Based on the background that most PCB design engineers and most companies do not understand the wire bonding and protection process of wafers, if they do not understand the production process of products that require wire bonding, it may cause the production equipment to fail to produce normally in the PCB wire bonding process, or fail to produce normally in the PCBA electrical assembly process. After the PCB electrical assembly is completed, it cannot be installed on the COB machine for wire bonding, resulting in the risk of semi-finished products or raw materials being scrapped.

(3) For printed circuit boards with optical devices, protection scheme after wire bonding:

There is a fatal flaw in the new process engineering, which is how to protect the wires even after bonding. In order to solve this problem, the bonded wafers may be accidentally touched during production and use, which may cause the gold wires to break and fail to meet the expected functions and performance.

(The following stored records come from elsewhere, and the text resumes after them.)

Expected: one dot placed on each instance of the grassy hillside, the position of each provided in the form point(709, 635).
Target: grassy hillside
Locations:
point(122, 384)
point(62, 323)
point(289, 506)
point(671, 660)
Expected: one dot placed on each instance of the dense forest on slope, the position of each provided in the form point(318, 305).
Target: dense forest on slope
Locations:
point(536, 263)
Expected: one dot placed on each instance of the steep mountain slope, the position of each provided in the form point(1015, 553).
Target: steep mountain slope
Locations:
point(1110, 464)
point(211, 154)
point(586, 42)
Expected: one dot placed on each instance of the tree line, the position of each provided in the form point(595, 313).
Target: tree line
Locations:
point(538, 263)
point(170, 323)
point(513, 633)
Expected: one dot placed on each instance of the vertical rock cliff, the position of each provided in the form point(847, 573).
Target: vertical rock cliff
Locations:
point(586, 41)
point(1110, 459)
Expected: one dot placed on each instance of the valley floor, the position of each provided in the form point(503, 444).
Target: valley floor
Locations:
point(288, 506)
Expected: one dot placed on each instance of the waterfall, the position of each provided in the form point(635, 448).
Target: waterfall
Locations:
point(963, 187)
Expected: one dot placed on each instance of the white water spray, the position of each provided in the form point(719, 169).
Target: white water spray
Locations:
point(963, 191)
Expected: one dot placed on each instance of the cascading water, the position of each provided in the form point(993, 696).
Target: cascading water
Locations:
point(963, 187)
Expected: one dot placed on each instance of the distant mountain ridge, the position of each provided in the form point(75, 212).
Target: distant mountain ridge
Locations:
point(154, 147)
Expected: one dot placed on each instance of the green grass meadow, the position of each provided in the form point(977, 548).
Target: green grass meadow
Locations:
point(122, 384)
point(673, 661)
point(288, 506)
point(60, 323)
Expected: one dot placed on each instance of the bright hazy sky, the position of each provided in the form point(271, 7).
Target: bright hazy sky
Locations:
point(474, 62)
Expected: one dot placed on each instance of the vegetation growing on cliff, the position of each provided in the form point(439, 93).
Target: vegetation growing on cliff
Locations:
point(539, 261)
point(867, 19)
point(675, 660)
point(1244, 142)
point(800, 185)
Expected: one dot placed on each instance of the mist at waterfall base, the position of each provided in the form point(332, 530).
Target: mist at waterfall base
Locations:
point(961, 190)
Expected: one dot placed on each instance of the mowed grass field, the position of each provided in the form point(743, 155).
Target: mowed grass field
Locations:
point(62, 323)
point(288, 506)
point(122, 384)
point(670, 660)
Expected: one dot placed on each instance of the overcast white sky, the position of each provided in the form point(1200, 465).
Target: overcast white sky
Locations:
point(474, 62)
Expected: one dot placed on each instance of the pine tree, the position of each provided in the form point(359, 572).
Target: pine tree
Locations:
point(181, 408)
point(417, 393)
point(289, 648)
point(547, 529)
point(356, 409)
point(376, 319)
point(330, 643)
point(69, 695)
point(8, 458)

Moreover, for PCBAs where the wafers are optical devices, the light transmittance problem needs to be solved in terms of raw materials.

In view of this, an embodiment of the present invention provides a product design method for a wafer device, comprising:

Step 11, obtaining specification information of wafer devices and printed circuit boards;

Step 12, determining the bonding area of the wafer device on the printed circuit board according to the specification information;

Step 13, fixing the wafer device at the center position of the bonding area, and performing wire bonding on the wafer device and the printed circuit board to obtain a bonded printed circuit board;

Step 14, performing electrical processing on the bonded printed circuit board to obtain a packaged printed circuit board.

In this embodiment, since the specification information of different wafer devices is different, the requirements for wire bonding different wafer devices to the printed circuit board are also different; the accurate bonding area on the printed circuit board can be determined by the specification information corresponding to different wafer devices, and then the wafer device is wire bonded to the corresponding bonding area on the printed circuit board to avoid the problems of high process difficulty and low accuracy caused by blind wire bonding, thereby improving the packaging efficiency and quality of the wafer device;

Here, the wafer device and the printed circuit board can be wire-bonded through bonding equipment, and then the bonded printed circuit board can be electrically installed to ensure that there is no interference from other components during the wire bonding process; at the same time, it can be ensured that the printed circuit board can adapt to all types of bonding equipment during the wire bonding process, thereby effectively reducing the manufacturing risk of wafer device products.

In an optional embodiment of the present invention, obtaining the printed circuit board in step 11 may include:

Step 111, coating the surface of a preset printed circuit board through a coating process to obtain a printed circuit board.

In this embodiment, a coating process is performed on the surface of a pre-prepared preset printed circuit board to reduce the difficulty of a subsequent wire bonding process and improve the quality and reliability of the wire bonding product.

Specifically, the above step 111 may include:

Step 1111, in the order of nickel plating, palladium plating and gold plating, nickel plating, palladium plating and gold plating are performed on the surface of a preset printed circuit board to obtain a printed circuit board.

In this embodiment, the nickel-palladium-gold plating process on the surface of a preset printed circuit board needs to be performed on the preset printed circuit board in the order of first nickel plating, then palladium plating and finally gold plating; the printed circuit board obtained after plating has excellent corrosion resistance, hardness and wear resistance, and can fully ensure that the function and performance of the printed circuit board after wire bonding obtained after the wire bonding is completed do not change, so as to ensure the quality and function of the printed circuit board after the final package.

In addition, before packaging begins, the prepared preset printed circuit board is plated using a nickel-palladium-gold plating process to avoid in advance the situation where the final packaged product is scrapped or fails to achieve the expected functions and performance due to incomplete considerations from the perspective of preparing the printed circuit board; at the same time, it also reduces the difficulty of subsequent wire bonding and improves the quality and reliability of the final packaged product.

In an optional embodiment of the present invention, the specification information of the wafer device may include wafer size information and wafer pad information of the wafer device.

Here, the size information of the wafer device specifically refers to the area size of the wafer device, and the wafer pad information of the wafer device specifically refers to the number, size, spacing and distribution of the pads on the wafer device.

Further, determining the bonding area of the wafer device on the printed circuit board according to the specification information of the wafer device may include:

Step 121, determining the size information of the bonding area according to the size information of the wafer device;

Step 122, determining bonding pad information on the bonding area according to wafer pad information on the wafer device.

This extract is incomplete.